Et la peur dans tout ça?

D’ailleurs tout cela en vaut-il vraiment le coup? Jeune papa et à bientôt 32 ans, n’est-il pas temps de cesser de jouer au funambule? «J’ai très souvent peur, et d’ailleurs je fais régulièrement demi-tour. Mais aujourd’hui ce n’est pas la montagne qui m’inquiète car c’est un lieu où j’accepte les risques, où je fais de mon mieux pour les maîtriser, être devenu papa n’a presque rien changé pour cela. Je me soucie plus de l’air que ma fille respire, de ce qu’elle mange et de l’état dans lequel on lui laisse la planète.» Conscient d’être un brin «hypocrite» avec tous ses déplacements, il dit toutefois «faire de son mieux à son niveau». Interrogé sur son rapport à la mort, il joue les terre à terre. «Dès que tu nais, tu commences à mourir. Je préfère penser à vivre.»

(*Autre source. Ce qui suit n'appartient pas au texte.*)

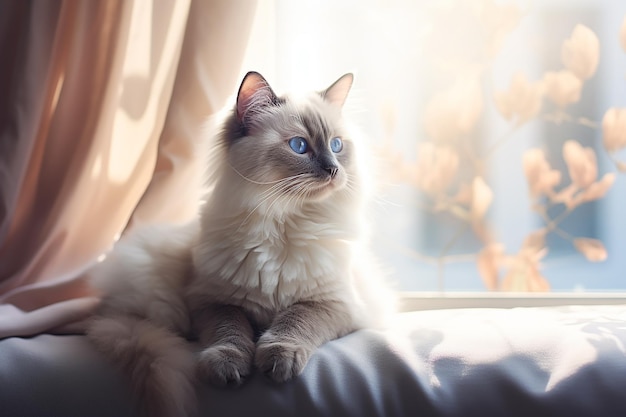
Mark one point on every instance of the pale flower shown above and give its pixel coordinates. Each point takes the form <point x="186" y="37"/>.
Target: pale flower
<point x="614" y="129"/>
<point x="562" y="87"/>
<point x="436" y="168"/>
<point x="540" y="176"/>
<point x="482" y="196"/>
<point x="488" y="263"/>
<point x="580" y="53"/>
<point x="522" y="101"/>
<point x="593" y="249"/>
<point x="455" y="111"/>
<point x="598" y="189"/>
<point x="581" y="163"/>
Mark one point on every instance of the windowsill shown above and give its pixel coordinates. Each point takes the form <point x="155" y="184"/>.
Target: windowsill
<point x="412" y="301"/>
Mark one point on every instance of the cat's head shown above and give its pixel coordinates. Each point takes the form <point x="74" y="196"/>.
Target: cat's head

Et sur une ultime image où on le voit gambader sur une arête large comme un fil de rasoir, certains auront des frissons. Lui, le sourire. Car où d’autres ne voient que le précipice, lui voit un chemin où courir pour se sentir en équilibre et inexorablement vivant. Sans nous inviter à faire comme lui, il nous rappelle que cela commence simplement: «J’espère juste vous avoir donné envie de sortir demain.»